I have a model based on this answer that I am using to perform a linear regression between environmental observations. The model works fine, but does not allow me to predict on test data with a different length, due to both the reasons suggested here.
Removing the deterministic part seems fine, but not the explicit shape part. How could I reformulate this model to still capture the errors-in-variables and allow for prediction.

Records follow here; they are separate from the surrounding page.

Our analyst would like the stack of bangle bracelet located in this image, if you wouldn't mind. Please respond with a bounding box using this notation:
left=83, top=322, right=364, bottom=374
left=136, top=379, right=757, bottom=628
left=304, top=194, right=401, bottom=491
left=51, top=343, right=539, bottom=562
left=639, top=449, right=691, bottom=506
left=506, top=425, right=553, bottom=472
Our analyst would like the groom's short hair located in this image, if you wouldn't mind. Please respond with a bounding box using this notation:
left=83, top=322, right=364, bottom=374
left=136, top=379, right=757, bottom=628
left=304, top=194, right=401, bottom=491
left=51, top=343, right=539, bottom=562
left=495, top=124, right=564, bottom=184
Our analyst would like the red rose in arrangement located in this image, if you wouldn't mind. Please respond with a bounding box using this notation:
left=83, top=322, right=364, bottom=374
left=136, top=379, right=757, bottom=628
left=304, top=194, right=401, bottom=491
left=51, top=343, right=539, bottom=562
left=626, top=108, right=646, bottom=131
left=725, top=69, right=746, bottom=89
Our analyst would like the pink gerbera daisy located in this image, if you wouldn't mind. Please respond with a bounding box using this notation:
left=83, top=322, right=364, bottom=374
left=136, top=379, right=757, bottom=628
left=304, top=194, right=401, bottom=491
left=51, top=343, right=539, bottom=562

Any help would be much appreciated.
Training data:
# True parameter values
alpha_true = 0
beta_true = 2
# Size of dataset
size = 100
# True data
x_true = np.array(np.linspace(-5,5,size))
y_true = alpha_true + beta_true * x_true
# Add noise to data
x = x_true + np.random.normal(loc=0, scale=1, size=size)

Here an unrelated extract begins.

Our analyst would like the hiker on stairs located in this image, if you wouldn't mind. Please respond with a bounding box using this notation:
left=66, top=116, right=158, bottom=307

y = y_true + np.random.normal(loc=0, scale=1, size=size)
Model
x_in = shared(x)
y_in = shared(y)
with pm.Model() as model:
err_odr = pm.HalfNormal('err_odr', 5.)
err_param = pm.HalfNormal('err_param', 5.)
a = pm.Normal('intercept', 0, err_param)
b = pm.Normal('slope', 0, err_param)
x_lat = pm.Normal('x_lat', 0, 5., shape=x.shape[0])
x_obs = pm.Normal('x_obs', mu=x_lat, sd=err_odr, observed=x_in, shape=x.shape[0])
y_lat = a + b * x_lat
y_obs = pm.Normal('y_obs', mu=y_lat, sd=err_odr, observed=y_in)
trace = pm.sample(2000, tune=2000, cores=1)